Comerica Bank’s Michigan Index Declined Through September

DALLAS, — The Comerica Michigan Economic Activity Index fell at a 3.9% annualized pace in the three months through September. Seven of the Index's nine components were down over the period. The Index was up a solid 3.7% from the same month of last year, but that reflects a comparison against a soft patch in the fall of 2021 when the index was falling month-over-month. Michigan's job market looks mixed, with employment up in September but continuing jobless insurance claims higher, too.

Auto production rose to a 10.3 million unit seasonally-adjusted annualized pace in September, topping the 10 million mark for the sixth consecutive month. Auto production appears to have durably recovered to more than 10 million annualized units for the first time since January 2021, and will likely post further gains as supply chain issues continue to fade. But electricity consumption by the state's industrial sector declined in September, and house prices declined too, for a fourth consecutive month. Housing starts rose on the month. However, housing starts were down 16% in the third quarter from the second. Housing is likely to weaken further in the near-term as high prices and soaring mortgage rates weigh on affordability, a big headwind against economic growth.
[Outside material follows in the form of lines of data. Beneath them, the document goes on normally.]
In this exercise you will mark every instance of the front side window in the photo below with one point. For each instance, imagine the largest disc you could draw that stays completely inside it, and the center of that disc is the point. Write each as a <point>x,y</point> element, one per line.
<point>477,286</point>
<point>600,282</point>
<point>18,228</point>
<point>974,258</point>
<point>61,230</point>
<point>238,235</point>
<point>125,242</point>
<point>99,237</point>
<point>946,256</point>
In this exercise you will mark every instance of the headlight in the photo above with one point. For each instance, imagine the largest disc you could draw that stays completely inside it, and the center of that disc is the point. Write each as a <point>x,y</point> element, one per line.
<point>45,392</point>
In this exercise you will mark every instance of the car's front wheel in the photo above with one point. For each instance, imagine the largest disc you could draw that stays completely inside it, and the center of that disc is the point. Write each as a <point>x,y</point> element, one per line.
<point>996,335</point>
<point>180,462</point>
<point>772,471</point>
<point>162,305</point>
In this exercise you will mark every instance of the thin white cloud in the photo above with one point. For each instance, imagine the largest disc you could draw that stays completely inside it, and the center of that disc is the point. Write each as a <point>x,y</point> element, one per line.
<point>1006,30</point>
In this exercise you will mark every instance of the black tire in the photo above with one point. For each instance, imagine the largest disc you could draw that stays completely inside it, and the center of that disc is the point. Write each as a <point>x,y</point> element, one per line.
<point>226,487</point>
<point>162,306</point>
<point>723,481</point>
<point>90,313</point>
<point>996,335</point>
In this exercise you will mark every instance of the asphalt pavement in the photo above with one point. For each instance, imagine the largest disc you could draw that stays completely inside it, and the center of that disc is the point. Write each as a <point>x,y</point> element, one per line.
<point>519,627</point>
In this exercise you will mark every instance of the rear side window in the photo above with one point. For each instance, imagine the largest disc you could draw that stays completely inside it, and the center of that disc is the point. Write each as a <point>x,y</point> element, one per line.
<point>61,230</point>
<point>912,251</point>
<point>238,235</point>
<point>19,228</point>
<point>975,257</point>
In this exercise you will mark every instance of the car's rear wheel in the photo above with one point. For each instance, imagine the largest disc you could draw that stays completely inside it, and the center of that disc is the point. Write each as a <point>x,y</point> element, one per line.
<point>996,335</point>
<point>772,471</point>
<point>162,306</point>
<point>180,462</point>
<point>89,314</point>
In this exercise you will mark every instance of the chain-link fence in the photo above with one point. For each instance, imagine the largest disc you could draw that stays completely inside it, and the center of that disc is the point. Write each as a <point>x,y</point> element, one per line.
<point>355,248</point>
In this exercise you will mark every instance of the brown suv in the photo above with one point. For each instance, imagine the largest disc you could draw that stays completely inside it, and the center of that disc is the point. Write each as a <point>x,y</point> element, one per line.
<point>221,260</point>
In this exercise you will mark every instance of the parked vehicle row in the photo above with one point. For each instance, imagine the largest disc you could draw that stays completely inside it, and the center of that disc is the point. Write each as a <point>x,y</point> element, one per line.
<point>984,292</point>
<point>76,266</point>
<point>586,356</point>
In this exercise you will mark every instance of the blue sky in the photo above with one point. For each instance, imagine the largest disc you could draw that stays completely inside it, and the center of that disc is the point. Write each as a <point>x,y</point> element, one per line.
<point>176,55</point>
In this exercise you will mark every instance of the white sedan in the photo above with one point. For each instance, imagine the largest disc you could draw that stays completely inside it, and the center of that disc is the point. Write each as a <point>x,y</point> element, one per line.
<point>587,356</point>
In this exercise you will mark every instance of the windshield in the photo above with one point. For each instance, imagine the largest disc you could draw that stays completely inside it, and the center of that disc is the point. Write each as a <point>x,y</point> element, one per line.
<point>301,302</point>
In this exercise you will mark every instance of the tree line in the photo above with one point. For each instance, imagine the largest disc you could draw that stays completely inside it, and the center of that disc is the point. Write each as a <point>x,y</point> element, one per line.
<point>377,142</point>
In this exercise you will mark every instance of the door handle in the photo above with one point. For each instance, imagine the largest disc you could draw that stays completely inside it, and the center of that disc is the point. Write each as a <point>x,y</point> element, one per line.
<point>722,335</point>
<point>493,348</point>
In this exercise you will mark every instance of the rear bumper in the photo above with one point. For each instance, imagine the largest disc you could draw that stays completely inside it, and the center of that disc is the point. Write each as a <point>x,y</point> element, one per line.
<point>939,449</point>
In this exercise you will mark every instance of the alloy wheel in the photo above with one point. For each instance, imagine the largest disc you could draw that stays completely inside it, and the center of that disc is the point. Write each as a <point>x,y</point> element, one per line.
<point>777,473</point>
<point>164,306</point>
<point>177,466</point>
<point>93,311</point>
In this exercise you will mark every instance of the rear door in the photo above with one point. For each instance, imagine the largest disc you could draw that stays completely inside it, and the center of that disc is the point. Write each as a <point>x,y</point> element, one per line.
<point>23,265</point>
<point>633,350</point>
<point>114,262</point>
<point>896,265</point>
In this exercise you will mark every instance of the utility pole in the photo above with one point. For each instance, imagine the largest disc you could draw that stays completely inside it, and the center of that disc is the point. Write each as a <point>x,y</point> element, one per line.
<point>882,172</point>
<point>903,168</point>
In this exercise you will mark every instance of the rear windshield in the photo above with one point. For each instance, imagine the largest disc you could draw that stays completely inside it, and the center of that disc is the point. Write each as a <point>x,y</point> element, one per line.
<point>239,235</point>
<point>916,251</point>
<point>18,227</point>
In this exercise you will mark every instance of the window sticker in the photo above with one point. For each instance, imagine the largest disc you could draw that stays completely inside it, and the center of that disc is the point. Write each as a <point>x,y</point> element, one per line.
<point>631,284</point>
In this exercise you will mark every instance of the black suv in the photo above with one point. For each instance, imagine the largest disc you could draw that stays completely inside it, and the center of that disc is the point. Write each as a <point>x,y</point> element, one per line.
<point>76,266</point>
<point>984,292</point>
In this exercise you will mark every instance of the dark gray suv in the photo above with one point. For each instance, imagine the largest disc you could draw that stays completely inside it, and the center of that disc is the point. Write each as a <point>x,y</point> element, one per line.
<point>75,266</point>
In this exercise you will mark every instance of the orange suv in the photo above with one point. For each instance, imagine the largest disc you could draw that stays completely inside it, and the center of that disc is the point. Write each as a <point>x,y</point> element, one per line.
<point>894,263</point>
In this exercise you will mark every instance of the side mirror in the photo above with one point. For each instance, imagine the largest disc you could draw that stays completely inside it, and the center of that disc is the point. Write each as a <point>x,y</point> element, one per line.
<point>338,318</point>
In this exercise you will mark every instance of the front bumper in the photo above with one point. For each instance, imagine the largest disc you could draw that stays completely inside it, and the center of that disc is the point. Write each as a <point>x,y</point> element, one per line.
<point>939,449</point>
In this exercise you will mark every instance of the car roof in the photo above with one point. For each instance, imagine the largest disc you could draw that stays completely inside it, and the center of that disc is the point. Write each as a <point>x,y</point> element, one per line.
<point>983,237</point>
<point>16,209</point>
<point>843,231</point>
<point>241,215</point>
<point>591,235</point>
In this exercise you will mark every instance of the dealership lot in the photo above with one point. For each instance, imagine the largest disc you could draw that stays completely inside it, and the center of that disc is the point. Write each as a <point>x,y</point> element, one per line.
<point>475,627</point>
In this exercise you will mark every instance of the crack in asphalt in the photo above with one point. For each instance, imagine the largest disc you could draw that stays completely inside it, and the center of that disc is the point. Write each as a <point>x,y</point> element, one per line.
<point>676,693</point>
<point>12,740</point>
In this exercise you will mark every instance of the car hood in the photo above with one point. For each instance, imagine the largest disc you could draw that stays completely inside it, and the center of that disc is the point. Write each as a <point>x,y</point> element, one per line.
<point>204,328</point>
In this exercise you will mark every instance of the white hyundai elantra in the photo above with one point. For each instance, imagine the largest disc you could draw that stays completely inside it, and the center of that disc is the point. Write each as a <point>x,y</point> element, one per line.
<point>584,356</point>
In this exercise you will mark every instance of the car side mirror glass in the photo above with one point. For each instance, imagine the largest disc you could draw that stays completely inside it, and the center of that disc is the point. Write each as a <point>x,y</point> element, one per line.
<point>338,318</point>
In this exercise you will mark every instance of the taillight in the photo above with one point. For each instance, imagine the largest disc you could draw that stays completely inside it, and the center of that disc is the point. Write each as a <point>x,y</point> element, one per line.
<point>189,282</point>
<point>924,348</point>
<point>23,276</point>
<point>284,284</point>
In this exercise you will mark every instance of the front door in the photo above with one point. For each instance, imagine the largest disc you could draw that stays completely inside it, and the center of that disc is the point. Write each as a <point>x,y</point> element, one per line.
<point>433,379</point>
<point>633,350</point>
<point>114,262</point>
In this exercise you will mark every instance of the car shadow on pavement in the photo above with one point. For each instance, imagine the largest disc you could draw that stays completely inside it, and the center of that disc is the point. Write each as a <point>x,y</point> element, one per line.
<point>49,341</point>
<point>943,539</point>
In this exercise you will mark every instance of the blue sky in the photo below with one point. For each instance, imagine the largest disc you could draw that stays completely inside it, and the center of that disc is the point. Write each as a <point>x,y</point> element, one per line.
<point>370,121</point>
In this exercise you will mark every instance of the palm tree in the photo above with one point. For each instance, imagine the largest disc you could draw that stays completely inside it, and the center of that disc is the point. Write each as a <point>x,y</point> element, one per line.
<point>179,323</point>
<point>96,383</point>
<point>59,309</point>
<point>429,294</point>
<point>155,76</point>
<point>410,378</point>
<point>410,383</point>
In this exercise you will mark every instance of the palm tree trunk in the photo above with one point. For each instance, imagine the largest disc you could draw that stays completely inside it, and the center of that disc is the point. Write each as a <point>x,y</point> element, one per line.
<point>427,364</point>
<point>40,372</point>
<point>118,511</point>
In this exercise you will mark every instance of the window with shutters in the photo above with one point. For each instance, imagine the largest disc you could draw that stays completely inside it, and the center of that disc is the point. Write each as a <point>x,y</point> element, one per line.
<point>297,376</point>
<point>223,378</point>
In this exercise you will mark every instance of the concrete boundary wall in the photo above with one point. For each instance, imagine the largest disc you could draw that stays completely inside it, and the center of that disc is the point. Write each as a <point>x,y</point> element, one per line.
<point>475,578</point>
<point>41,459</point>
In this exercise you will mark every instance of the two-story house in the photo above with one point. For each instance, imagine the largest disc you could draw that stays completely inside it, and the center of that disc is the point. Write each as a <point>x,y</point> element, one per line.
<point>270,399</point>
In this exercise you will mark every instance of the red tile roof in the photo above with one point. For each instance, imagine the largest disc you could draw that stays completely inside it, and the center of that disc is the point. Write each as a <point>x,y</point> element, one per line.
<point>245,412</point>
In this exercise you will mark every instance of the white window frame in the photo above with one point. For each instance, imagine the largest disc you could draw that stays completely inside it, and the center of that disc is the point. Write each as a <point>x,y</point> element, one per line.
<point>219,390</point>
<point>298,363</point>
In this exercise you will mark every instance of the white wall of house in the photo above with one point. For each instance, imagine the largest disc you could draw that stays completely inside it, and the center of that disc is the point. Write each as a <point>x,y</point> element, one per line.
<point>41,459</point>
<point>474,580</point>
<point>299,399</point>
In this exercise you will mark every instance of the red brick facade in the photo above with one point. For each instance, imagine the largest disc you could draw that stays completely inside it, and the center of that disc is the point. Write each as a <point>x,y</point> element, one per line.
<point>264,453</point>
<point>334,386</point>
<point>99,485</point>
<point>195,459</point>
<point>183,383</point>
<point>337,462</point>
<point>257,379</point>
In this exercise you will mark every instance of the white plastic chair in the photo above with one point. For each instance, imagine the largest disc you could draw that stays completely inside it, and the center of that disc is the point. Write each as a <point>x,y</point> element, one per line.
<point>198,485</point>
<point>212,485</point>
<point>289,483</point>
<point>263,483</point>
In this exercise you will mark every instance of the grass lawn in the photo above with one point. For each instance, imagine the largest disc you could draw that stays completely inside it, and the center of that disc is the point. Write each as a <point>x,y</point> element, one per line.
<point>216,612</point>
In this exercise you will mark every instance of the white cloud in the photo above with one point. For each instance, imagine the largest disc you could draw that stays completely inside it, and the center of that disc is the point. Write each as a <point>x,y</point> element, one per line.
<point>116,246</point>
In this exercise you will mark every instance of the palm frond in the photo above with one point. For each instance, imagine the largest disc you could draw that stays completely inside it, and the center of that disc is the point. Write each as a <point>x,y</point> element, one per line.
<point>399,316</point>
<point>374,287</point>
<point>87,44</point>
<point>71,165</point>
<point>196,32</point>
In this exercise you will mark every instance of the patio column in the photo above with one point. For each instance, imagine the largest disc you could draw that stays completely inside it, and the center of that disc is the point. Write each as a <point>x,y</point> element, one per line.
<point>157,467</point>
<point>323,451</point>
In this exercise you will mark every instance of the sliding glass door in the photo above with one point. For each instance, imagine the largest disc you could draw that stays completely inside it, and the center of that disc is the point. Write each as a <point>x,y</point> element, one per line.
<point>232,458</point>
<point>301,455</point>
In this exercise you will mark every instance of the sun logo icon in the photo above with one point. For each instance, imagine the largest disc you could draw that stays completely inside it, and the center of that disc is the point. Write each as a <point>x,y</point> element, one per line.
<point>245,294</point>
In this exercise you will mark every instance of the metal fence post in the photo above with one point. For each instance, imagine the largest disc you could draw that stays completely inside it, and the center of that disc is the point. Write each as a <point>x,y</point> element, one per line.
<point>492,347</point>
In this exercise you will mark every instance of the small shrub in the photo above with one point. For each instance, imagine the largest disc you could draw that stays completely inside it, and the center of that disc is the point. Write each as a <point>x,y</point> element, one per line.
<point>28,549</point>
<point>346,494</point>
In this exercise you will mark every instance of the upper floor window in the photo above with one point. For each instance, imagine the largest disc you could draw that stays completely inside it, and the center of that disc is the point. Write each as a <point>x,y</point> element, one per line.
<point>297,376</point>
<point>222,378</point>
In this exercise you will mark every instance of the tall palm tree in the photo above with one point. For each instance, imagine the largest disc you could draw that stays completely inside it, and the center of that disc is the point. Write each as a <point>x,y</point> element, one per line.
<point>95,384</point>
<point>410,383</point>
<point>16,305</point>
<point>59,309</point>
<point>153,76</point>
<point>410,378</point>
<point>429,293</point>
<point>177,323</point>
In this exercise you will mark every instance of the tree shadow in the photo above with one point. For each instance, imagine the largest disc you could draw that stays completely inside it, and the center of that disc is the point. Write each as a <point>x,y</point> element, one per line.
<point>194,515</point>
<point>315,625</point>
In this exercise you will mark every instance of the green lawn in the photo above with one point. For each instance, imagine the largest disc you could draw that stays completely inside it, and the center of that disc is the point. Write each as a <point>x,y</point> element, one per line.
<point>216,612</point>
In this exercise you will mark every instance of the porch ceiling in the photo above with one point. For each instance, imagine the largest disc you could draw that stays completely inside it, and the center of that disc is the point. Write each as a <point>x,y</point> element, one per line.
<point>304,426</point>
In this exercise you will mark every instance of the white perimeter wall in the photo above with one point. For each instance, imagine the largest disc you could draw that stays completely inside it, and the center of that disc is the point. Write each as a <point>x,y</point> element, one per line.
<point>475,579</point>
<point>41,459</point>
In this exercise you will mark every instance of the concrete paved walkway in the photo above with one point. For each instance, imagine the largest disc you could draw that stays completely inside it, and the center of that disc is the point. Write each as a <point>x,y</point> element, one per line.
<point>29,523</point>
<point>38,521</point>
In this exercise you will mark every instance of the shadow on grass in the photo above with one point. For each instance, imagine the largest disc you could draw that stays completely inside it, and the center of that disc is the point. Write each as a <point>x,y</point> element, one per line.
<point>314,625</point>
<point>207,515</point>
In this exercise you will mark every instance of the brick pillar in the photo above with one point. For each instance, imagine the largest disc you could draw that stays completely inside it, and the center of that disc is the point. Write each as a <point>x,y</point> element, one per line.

More broadly, Michigan's economy will likely slow along with the national economy into 2023. Rising interest rates are big minuses for credit-intensive parts of the economy, such as housing and commercial real estate. The auto industry will likely outperform other types of durable consumer goods manufacturing as car dealers restock inventories, but even it could face a lower speed limit on its rebound from higher interest rates.